Predictive distribution and CPO in Bayesian statistics
Predictive distributions and Conditional Predictive Ordinates (CPO) appear in statistics for different
reasons, the first to make predictions on future observations, the latter for checking the
goodness of fit of a model or rather for selecting a model among many. But they share the same mathematics, and that is
why they are put together in this article.
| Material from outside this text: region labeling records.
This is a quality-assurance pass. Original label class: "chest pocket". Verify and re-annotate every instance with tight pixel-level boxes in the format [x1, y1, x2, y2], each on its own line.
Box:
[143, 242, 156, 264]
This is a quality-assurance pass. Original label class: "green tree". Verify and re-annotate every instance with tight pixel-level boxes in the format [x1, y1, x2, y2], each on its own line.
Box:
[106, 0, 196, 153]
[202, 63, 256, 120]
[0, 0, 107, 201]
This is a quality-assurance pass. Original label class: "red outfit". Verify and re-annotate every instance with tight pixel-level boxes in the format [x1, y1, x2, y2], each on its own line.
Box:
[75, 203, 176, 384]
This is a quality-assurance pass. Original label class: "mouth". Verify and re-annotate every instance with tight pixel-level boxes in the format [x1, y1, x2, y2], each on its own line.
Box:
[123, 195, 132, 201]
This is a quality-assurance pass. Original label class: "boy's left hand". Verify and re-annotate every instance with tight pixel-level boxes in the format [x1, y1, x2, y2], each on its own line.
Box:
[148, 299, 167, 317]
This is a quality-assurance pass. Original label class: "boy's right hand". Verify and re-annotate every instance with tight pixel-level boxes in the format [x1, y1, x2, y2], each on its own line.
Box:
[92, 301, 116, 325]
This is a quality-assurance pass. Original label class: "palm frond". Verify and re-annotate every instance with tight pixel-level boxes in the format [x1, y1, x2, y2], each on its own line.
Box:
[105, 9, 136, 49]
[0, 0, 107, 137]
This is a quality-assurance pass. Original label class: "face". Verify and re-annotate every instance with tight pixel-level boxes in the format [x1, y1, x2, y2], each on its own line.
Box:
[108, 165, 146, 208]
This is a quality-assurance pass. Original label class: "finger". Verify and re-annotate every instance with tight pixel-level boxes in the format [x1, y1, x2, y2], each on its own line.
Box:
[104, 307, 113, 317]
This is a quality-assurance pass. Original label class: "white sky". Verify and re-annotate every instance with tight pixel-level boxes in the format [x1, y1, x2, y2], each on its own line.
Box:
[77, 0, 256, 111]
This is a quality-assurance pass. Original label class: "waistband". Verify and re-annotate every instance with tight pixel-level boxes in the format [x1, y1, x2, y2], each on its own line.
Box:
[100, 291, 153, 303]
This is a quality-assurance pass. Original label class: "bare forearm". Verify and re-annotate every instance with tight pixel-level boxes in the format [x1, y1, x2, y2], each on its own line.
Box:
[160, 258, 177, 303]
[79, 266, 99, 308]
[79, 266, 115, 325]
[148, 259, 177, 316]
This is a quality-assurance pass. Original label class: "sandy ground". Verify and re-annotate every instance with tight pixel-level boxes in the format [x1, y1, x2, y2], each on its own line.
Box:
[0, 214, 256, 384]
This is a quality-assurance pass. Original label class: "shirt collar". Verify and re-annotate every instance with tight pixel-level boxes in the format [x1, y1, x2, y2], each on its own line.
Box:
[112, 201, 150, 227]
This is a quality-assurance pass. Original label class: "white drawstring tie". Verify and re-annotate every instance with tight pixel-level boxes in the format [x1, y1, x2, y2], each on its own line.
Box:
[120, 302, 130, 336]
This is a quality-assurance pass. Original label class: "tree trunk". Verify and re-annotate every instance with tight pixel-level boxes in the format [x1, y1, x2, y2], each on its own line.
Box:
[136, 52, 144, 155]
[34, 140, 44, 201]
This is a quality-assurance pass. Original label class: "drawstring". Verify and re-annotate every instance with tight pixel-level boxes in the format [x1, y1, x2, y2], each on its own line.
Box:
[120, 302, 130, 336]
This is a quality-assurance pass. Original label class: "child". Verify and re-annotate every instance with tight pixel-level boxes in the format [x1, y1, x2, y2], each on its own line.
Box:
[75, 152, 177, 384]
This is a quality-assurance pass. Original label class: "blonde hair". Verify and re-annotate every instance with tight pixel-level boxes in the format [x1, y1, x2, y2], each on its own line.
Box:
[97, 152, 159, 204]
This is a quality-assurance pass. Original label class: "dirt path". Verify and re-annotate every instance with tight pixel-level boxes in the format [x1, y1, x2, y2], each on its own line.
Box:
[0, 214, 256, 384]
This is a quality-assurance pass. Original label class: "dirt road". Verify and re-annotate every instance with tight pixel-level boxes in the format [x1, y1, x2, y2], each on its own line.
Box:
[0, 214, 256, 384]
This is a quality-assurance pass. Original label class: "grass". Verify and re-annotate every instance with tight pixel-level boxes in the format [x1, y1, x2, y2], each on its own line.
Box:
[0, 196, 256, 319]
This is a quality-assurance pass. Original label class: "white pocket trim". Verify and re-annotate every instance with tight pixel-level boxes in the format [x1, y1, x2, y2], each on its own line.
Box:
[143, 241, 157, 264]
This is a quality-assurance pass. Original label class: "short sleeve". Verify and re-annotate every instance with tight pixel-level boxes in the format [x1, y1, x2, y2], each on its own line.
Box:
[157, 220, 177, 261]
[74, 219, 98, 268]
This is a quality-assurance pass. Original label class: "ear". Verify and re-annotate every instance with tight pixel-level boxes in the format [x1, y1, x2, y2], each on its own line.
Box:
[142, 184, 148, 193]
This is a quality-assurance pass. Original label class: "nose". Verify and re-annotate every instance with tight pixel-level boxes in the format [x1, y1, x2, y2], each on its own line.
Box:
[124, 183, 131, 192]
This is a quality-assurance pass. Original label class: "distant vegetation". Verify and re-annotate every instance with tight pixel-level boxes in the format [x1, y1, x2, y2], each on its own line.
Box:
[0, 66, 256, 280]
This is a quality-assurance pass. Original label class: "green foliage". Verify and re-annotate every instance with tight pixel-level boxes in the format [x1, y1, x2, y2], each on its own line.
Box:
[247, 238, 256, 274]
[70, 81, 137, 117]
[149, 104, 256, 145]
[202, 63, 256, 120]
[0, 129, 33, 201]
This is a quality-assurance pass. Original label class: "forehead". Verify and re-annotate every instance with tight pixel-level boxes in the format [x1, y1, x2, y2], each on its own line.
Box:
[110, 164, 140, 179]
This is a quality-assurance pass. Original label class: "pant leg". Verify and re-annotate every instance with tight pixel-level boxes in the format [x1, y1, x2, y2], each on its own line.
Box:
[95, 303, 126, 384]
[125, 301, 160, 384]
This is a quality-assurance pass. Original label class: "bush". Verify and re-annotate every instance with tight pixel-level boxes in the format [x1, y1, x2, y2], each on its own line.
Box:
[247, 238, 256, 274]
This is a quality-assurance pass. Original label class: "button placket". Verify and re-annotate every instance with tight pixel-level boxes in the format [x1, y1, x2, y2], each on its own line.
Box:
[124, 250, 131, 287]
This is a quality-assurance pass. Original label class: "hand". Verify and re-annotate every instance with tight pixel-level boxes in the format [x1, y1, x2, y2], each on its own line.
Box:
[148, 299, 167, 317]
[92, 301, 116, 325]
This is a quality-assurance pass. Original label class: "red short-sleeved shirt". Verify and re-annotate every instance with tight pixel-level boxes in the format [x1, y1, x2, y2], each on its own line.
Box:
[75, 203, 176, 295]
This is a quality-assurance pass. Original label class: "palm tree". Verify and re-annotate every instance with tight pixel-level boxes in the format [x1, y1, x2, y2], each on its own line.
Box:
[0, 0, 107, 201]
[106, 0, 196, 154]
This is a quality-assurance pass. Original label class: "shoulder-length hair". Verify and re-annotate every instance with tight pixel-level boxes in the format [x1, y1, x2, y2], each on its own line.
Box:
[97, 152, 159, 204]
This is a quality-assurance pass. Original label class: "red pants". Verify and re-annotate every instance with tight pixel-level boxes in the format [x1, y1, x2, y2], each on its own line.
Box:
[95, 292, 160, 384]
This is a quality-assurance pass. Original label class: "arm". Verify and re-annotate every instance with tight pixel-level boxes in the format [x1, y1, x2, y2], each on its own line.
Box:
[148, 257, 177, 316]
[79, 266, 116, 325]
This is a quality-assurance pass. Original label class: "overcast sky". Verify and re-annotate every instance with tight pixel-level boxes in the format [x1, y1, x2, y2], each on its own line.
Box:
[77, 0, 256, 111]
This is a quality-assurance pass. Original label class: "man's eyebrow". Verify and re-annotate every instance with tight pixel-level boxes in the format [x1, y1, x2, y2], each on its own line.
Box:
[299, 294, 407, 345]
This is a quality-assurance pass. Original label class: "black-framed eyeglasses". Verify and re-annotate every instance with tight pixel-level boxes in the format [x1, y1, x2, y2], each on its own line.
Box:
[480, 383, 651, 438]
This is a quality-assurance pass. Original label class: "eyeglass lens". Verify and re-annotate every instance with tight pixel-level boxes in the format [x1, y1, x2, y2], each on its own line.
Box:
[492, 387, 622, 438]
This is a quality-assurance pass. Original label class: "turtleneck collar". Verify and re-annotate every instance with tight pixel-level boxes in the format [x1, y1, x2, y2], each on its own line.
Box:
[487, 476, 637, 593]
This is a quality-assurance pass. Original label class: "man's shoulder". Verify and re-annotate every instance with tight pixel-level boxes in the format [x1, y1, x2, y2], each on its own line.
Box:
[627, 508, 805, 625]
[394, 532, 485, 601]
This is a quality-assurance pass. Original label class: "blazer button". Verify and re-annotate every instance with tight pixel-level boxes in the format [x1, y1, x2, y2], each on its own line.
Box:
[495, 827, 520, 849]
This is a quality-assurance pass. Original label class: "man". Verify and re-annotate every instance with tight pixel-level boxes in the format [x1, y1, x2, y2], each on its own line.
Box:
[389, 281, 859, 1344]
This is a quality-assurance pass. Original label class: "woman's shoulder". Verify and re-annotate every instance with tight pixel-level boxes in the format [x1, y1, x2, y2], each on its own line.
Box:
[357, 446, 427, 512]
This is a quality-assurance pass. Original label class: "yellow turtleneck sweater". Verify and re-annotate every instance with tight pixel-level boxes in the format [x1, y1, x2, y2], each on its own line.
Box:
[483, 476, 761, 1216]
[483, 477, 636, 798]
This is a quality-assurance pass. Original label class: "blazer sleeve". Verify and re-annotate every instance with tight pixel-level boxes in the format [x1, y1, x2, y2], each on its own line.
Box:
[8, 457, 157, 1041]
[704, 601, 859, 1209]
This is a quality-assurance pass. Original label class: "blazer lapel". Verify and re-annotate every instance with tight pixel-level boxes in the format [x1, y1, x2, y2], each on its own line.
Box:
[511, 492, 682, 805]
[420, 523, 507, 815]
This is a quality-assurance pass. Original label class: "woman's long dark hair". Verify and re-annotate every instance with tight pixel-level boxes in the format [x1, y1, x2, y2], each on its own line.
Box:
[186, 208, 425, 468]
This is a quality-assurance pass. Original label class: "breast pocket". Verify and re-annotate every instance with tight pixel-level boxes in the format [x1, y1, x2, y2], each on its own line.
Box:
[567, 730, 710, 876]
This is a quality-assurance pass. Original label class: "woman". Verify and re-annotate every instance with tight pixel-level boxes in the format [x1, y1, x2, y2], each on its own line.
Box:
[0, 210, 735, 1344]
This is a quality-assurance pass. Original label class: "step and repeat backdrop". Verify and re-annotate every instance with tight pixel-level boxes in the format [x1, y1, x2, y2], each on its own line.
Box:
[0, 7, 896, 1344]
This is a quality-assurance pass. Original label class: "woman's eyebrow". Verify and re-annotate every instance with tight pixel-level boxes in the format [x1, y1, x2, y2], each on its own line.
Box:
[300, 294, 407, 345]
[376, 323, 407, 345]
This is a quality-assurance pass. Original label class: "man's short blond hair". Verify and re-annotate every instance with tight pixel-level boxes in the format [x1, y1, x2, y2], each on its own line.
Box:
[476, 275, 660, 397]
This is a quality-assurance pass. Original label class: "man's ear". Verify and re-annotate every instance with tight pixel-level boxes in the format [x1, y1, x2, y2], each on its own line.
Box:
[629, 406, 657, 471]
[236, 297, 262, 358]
In the following, we are working in a Bayesian setting, that is the setting in which not only the observed data
are assumed to be randomly distributed, according to a certain law, which depends on some
unknown parameters, but also the parameters themselves
are randomly distributed according to a (prior) distribution. In this setting, statisticians “play” around
the joint distribution of the data and the parameters. Let’s see a little bit how.
Notation
- $\pi(\boldsymbol{\theta})$ prior distribution for the unknown vector of parameters $\boldsymbol{\theta}$
- $\mathbf{Y}$ vector of observed data
- $\mathcal{L}(\mathbf{Y}|\boldsymbol{\theta})$ law of the data $\mathbf{Y}$ given the parameters $\boldsymbol{\theta}$
- $m(\mathbf{Y})$ the marginal law of $\mathbf{Y}$, that is the law of the data when the parameters of the model get integrated out
Bayes theorem
Similarly to the Bayes formula for discrete probabilities that is taught in every course in probability, it is possible to prove that the following formula holds
\[\pi(\boldsymbol{\theta}|\mathbf{Y})= \frac{\mathcal{L}(\mathbf{Y}|\boldsymbol{\theta})\cdot\pi(\boldsymbol{\theta})} {m(\mathbf{Y})}\]At the numerator above you can see the joint law of the data and the parameter. $\pi(\boldsymbol{\theta}|\mathbf{Y})$ is called the posterior distribution of $\boldsymbol\theta$.
Predictions
Suppose that we have observed $n$ data $Y_1 … Y_n$, collected in the vector $\mathbf{Y}$, and
that we are interested in deriving the distribution of a new observation
$Y_{new}$. Once we have found the distribution, it will be easy to make predictions: for example,
we can use the mean of the distribution as our guess for the value of $Y_{new}$, or choose the
criterion which we think is the most suitable for the problem.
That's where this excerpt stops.